Here is an EXCELLENT technical reference for most Kubota equipment from the good folks at Tractor Smart. If you don't see the information you are looking for on the site give Ronnie Bowman a call and ask him. He is VERY knowledgable and VERY generous with his advice. He was a tremendous help to me when I had my Kubota L245. :thumbsup: 

Kubota Technical Specs.


----------



## LHoyer

*technical reference*

This link is not working.


----------



## HarryG

It didn't work for me either but I went to TractorSmart sight and located the manual page.
Here it is. After you open page click on Manuals.

CLICK HERE 


Harry


----------



## John-in-Ga

Hello Lhoyer, Welcome to Tractor Forum. No, things don’t always work as they should here, but we are striving to get things humming. Stick around and help us with our efforts.

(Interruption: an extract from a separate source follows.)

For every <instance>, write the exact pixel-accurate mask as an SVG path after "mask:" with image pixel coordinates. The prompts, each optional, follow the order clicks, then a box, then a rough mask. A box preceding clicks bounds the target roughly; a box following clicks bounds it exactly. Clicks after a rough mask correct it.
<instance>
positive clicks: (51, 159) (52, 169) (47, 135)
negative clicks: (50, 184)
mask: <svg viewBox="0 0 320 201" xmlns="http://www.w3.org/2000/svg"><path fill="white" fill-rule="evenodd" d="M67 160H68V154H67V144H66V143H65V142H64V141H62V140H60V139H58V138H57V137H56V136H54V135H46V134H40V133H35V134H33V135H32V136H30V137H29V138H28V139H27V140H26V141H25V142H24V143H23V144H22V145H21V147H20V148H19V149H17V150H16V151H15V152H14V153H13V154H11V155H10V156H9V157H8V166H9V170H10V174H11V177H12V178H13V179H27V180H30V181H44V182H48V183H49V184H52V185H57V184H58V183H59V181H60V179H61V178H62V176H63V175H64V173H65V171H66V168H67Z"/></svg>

Thanks HarryG, You R one hellava link fixer.


----------



## Live Oak

Sorry guys! No can fixy linky!  This is a pretty old post and evidently there have been some changes to the Tractor Smart website that removed the technical info. table. There is still other great info. on the Tractor Smart website. 

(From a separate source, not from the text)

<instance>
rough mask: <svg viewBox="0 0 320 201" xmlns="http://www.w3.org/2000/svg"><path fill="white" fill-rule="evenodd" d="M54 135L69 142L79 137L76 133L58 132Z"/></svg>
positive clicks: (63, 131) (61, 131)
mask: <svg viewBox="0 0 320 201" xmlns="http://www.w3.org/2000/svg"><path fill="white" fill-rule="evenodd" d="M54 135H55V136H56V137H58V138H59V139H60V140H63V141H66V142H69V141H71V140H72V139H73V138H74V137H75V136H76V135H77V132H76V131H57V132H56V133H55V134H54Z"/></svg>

Let me add my welcome to Tractor Forum as well LHoyer.


----------



## stacker

*Hydraulic port for fel*

Looking to see if anyone can tell me where the service taps would be on a l245 if i put an loader on it . Thanks


----------



## Live Oak

Here are some pictures of the power beyond kit that I purchased from Kentucky Tractor Salvage. Basically it is a steel plate that is machined flat on one side with recesses for packings and hyd. hose attachments on the top side in addition to some bolts that secure it to the hydraulics supply. Hope this helps you out.


----------



## Live Oak

These aren't the greatest quality pictures but they are the only ones I have. The light was not so great when I took them.


----------



## Live Oak

Another


----------



## Live Oak

My L245 had the L1200 FEL on it. Hopefully this picture will give you some ideas to help out with fabricating the frame.


----------



## stacker

*Power beyond kit*

Thanks for the pixs. Do you know if kubota sells the power beyond kit? Are a source for one, I found a set of plans to build a factory looking fel for 55.00 on the internet, the fel looks as good as a factory one and can be built for about a 1000.00 in materials. thanks for all the help.


----------



## CT18fireman

Does anyone have a PDF owners / parts manual for that loader for the L245dt?


----------